Şule İdil Dere'nin annesi: Kusur şoförün değilse İBB'nin
Hafriyat kamyonunun altında kalarak can veren Şule İdil Dere'nin katil zanlılarının tutuksuz yargılandığı dava ertelendi.
HABER MERKEZİ- İBB'ye ait bir hafriyat kamyonunun çarpması sonucu yaşamını yitiren Şule İdil Dere'nin ölümüne neden olmakla yargılanan kamyon şoförü Mümin Kılıç'ın yargılandığı dava bugün görüldü.
İstanbul'un Kadıköy ilçesinde 12 Mayıs 2016 tarihinde Yoğurtçu Parkı'nda yaya-bisiklet yolunda yürüdüğü sırada İstanbul Büyükşehir Belediyesi'ne (İBB) ait bir hafriyat kamyonunun çarpması sonucu hayatını kaybeden İstanbul Üniversitesi (İÜ) İktisat Fakültesi öğrencisi 23 yaşındaki Şule İdil Dere'nin ölümüne ilişkin açılan davanın ilk duruşması Anadolu Adliyesi 57. Asliye Ceza Mahkemesi'nde görüldü. Bölgede çalışma yapan İBB ve belediye şirketi İSTAÇ A.Ş.'den aralarında şoförün de bulunduğu 7 kişinin yargılandığı davada, şoför Mümin Kılıç'a "taksirle ölüme neden olmak" suçundan 2 yıldan 6 yıla kadar hapis cezası istendiği duruşmada, ilk olarak sanıklardan Zafer Karasaçlı, Ergün Ata, Tayfur Bingöl ve Kamil Celal savunmalarını yaptı.
Ardından söz alan sanıkların avukatları, söz konusu işin İSTAÇ A.Ş'ye verildiğini ihale gereği iş güvenliği hususunda gerekli çalışmaların yapılmasının da İSTAÇ A.Ş'nin sorumluluğunda olduğunu belirterek, iddianamenin çelişkili bir şekilde hazırlandığını söyledi. Avukatlar, kazadan 4 ay sonra gönderilen iş bölüm planının çelişkili olduğuna dikkat çekti.
KAZADAN SONRA 'GEREKLİ TEDBİRİ ALIN' YAZISI GELDİ
Daha sonra deniz temizleme şefi olarak çalışan Saffet Altındağ'ın savunmasına geçildi.
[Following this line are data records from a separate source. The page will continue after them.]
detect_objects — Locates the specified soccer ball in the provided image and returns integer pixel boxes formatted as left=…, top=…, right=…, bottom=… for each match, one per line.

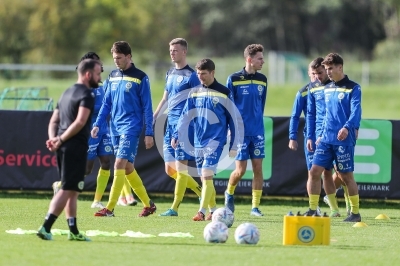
left=203, top=221, right=229, bottom=243
left=212, top=207, right=234, bottom=228
left=234, top=223, right=260, bottom=245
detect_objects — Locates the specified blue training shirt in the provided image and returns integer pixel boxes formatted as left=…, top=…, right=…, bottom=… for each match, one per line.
left=94, top=63, right=154, bottom=137
left=289, top=83, right=308, bottom=140
left=165, top=65, right=200, bottom=125
left=226, top=68, right=267, bottom=137
left=321, top=75, right=362, bottom=146
left=91, top=82, right=108, bottom=136
left=306, top=79, right=331, bottom=141
left=173, top=80, right=239, bottom=150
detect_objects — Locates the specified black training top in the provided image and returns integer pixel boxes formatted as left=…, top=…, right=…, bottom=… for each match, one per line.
left=56, top=83, right=95, bottom=145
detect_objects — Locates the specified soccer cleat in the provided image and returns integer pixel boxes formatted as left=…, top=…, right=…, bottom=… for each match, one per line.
left=159, top=208, right=178, bottom=216
left=205, top=212, right=213, bottom=221
left=94, top=208, right=115, bottom=217
left=68, top=232, right=91, bottom=241
left=127, top=196, right=138, bottom=206
left=192, top=211, right=205, bottom=221
left=91, top=201, right=105, bottom=209
left=224, top=191, right=235, bottom=213
left=343, top=212, right=361, bottom=222
left=52, top=181, right=61, bottom=195
left=37, top=226, right=53, bottom=240
left=117, top=197, right=128, bottom=206
left=139, top=201, right=157, bottom=217
left=329, top=210, right=341, bottom=217
left=303, top=208, right=317, bottom=216
left=250, top=208, right=264, bottom=216
left=316, top=206, right=322, bottom=216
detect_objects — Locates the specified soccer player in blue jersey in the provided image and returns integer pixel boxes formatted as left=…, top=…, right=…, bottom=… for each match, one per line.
left=92, top=41, right=156, bottom=217
left=153, top=38, right=206, bottom=217
left=224, top=44, right=267, bottom=216
left=288, top=63, right=315, bottom=151
left=307, top=57, right=351, bottom=217
left=172, top=59, right=241, bottom=221
left=306, top=53, right=362, bottom=222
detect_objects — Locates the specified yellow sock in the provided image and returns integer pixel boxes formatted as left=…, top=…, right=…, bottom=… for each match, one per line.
left=186, top=176, right=202, bottom=197
left=93, top=169, right=110, bottom=202
left=327, top=193, right=339, bottom=211
left=208, top=187, right=217, bottom=210
left=309, top=194, right=320, bottom=210
left=349, top=195, right=360, bottom=214
left=170, top=172, right=177, bottom=180
left=121, top=178, right=131, bottom=197
left=200, top=180, right=214, bottom=210
left=227, top=183, right=236, bottom=195
left=252, top=190, right=262, bottom=209
left=105, top=169, right=125, bottom=210
left=171, top=171, right=189, bottom=211
left=126, top=170, right=151, bottom=207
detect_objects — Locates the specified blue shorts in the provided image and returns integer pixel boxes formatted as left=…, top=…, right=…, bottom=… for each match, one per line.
left=235, top=135, right=265, bottom=160
left=304, top=137, right=315, bottom=170
left=111, top=135, right=139, bottom=163
left=164, top=123, right=194, bottom=162
left=87, top=133, right=113, bottom=160
left=313, top=142, right=354, bottom=172
left=195, top=146, right=223, bottom=176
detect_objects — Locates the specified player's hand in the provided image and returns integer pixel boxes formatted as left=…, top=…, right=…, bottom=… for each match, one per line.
left=171, top=138, right=178, bottom=149
left=355, top=129, right=359, bottom=140
left=144, top=136, right=154, bottom=149
left=229, top=150, right=237, bottom=158
left=337, top=127, right=348, bottom=141
left=306, top=139, right=313, bottom=152
left=288, top=140, right=298, bottom=151
left=91, top=127, right=99, bottom=138
left=46, top=137, right=60, bottom=152
left=315, top=137, right=321, bottom=145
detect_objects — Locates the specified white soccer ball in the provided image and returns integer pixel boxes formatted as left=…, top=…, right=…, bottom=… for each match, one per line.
left=203, top=221, right=229, bottom=243
left=212, top=207, right=234, bottom=228
left=234, top=223, right=260, bottom=245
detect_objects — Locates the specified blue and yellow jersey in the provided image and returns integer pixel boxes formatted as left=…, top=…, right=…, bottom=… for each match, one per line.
left=90, top=81, right=109, bottom=136
left=289, top=83, right=308, bottom=140
left=306, top=79, right=331, bottom=140
left=321, top=75, right=361, bottom=146
left=94, top=63, right=154, bottom=137
left=165, top=65, right=200, bottom=125
left=174, top=80, right=239, bottom=150
left=226, top=68, right=267, bottom=136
Saffet, iddianame ve bilirkişi raporunda çelişkiler olduğunu, bilirkişi raporunu kabul etmediğini söyledi. Saffet, sorumluluğun İSTAÇ A.Ş olduğunu belirtti. Saffet, "İBB tarafından İSTAÇ A.Ş'ye şifahen hangi bölgede çalışma başlatacakları bildirildi, ancak kazadan sonra bu husus değiştirildi ve İBB tarafından gerekli güvenlik önlemlerinin alındığı hususu İSTAÇ A.Ş'ye bildirildi" dedi.
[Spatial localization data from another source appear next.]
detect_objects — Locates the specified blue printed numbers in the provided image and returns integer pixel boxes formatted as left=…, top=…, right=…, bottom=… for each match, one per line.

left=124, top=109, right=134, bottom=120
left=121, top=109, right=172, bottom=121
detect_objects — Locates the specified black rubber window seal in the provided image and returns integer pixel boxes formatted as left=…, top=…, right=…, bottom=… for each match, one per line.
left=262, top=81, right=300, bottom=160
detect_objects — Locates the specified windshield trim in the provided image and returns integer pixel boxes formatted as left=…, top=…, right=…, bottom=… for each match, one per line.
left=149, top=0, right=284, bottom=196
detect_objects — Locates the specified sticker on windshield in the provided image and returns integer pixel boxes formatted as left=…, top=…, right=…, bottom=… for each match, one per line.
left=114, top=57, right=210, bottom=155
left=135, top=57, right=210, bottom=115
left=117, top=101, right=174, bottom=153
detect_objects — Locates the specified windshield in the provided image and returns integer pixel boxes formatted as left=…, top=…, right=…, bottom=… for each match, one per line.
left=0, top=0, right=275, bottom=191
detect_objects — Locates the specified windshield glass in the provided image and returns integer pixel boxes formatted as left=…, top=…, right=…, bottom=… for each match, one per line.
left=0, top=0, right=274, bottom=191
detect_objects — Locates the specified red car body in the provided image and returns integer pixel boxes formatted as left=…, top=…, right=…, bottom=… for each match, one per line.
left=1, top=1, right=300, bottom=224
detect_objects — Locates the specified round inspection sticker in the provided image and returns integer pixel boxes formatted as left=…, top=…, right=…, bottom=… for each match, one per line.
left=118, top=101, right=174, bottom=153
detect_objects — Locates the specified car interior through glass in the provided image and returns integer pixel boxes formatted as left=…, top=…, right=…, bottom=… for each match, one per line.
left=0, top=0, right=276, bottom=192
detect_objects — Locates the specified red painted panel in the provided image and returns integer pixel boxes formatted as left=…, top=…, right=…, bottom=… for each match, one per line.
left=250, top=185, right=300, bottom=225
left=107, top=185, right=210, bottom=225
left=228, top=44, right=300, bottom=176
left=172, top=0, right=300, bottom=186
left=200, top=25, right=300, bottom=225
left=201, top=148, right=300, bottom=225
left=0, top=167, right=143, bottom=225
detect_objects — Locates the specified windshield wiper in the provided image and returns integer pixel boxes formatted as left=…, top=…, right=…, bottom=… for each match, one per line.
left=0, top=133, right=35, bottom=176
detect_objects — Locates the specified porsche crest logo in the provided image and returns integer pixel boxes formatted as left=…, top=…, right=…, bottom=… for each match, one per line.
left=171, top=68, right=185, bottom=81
Son olarak şoför Mümin Kılıç'ın savunmasına geçildi. "Uzaktan gördüm. 5 kişi geçti. Maktulü görmedim. Sonra durdum. Sağ taraf sıfır olduğu için görmedim. Gözlemci yoktu. Normalde olur o anda yoktu. Yük almak için hareket ettim. Aydınlatma yoktu. Bana yol gösterecek olan kişi o an yanımda yoktu, isim olarak da bilmiyorum. O kişi hiçbir zaman olmadı. Biz hep o insanlardan olmadan görevimizi yaptık" dedi. Son olarak Kılıç, "Şule'yi aracın altına biri itti" deyince salondan "yuh" diye tepkiler yükseldi. Kılıç'ın olayın ardından önce 112'yi değil 155'i aradığını söylemesi de dikkat çekti.
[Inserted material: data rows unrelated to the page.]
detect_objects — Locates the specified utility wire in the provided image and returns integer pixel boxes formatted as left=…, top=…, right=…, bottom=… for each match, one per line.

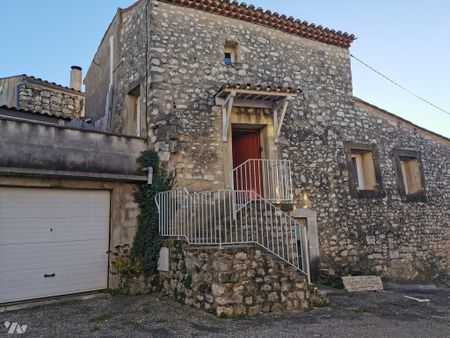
left=350, top=54, right=450, bottom=117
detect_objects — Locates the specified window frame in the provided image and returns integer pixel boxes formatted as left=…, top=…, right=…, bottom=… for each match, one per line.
left=345, top=142, right=384, bottom=199
left=224, top=41, right=239, bottom=64
left=126, top=83, right=142, bottom=137
left=393, top=149, right=426, bottom=202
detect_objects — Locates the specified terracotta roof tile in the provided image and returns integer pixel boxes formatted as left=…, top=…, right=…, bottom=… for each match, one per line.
left=158, top=0, right=356, bottom=48
left=23, top=75, right=84, bottom=94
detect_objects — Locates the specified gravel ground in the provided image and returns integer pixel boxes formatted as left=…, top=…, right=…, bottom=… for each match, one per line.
left=1, top=287, right=449, bottom=338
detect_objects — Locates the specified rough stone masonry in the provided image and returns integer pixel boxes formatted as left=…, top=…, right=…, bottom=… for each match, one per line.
left=85, top=0, right=450, bottom=285
left=159, top=240, right=313, bottom=316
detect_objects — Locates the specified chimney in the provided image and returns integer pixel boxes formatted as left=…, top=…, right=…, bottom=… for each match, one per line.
left=70, top=65, right=82, bottom=91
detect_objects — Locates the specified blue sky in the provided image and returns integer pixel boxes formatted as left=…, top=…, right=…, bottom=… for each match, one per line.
left=1, top=0, right=449, bottom=137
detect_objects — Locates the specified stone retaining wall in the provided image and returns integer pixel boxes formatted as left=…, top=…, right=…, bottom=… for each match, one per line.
left=159, top=240, right=311, bottom=316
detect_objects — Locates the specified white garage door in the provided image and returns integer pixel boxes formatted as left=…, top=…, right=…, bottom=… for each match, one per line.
left=0, top=188, right=110, bottom=304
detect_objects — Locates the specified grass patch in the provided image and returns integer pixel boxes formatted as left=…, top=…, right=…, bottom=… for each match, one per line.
left=312, top=298, right=330, bottom=308
left=121, top=318, right=136, bottom=326
left=91, top=311, right=115, bottom=324
left=219, top=312, right=249, bottom=320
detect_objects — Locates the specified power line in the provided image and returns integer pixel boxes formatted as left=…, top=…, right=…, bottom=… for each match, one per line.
left=350, top=54, right=450, bottom=117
NESRİN ASLAN: HEPSİNDEN ŞİKAYETÇİYİM
Son olarak Şule'nin annesi Nesrin Aslan konuştu. Nesrin, "Bu konuda kusuru olan herkesten şikayetçiyim. Kusuru olmadığına inanan varsa ben onlardan rica ediyorum Büyükşehir Belediyesi'ne dava açın. Bize haksızlık edildi, bize eğitim verilmedi diye şikayet edin. Gidin belediyeyi şikayet edin" dedi. Şule'nin aile avukatları da "Olası kast ve kasten adam öldürme" suçlaması ile yargılamanın yapılmasını istedi. Baba Bedran Dere de sanıklardan şikayetçi olduğunu ve şu anda da aynı yerde kamyonların çalıştığını ve hiçbir güvenlik önlemi alınmadığını söyledi. Şule İdil'in avukatları güvenlik önlemlerinin alınmadığını ve suçun vasfının değiştiğini belirterek, davanın ağır ceza mahkemesine taşınmasını, sanıklar hakkında görevsizlik kararı verilmesini ve sanıkların tutuklu olarak yargılanmasını istedi.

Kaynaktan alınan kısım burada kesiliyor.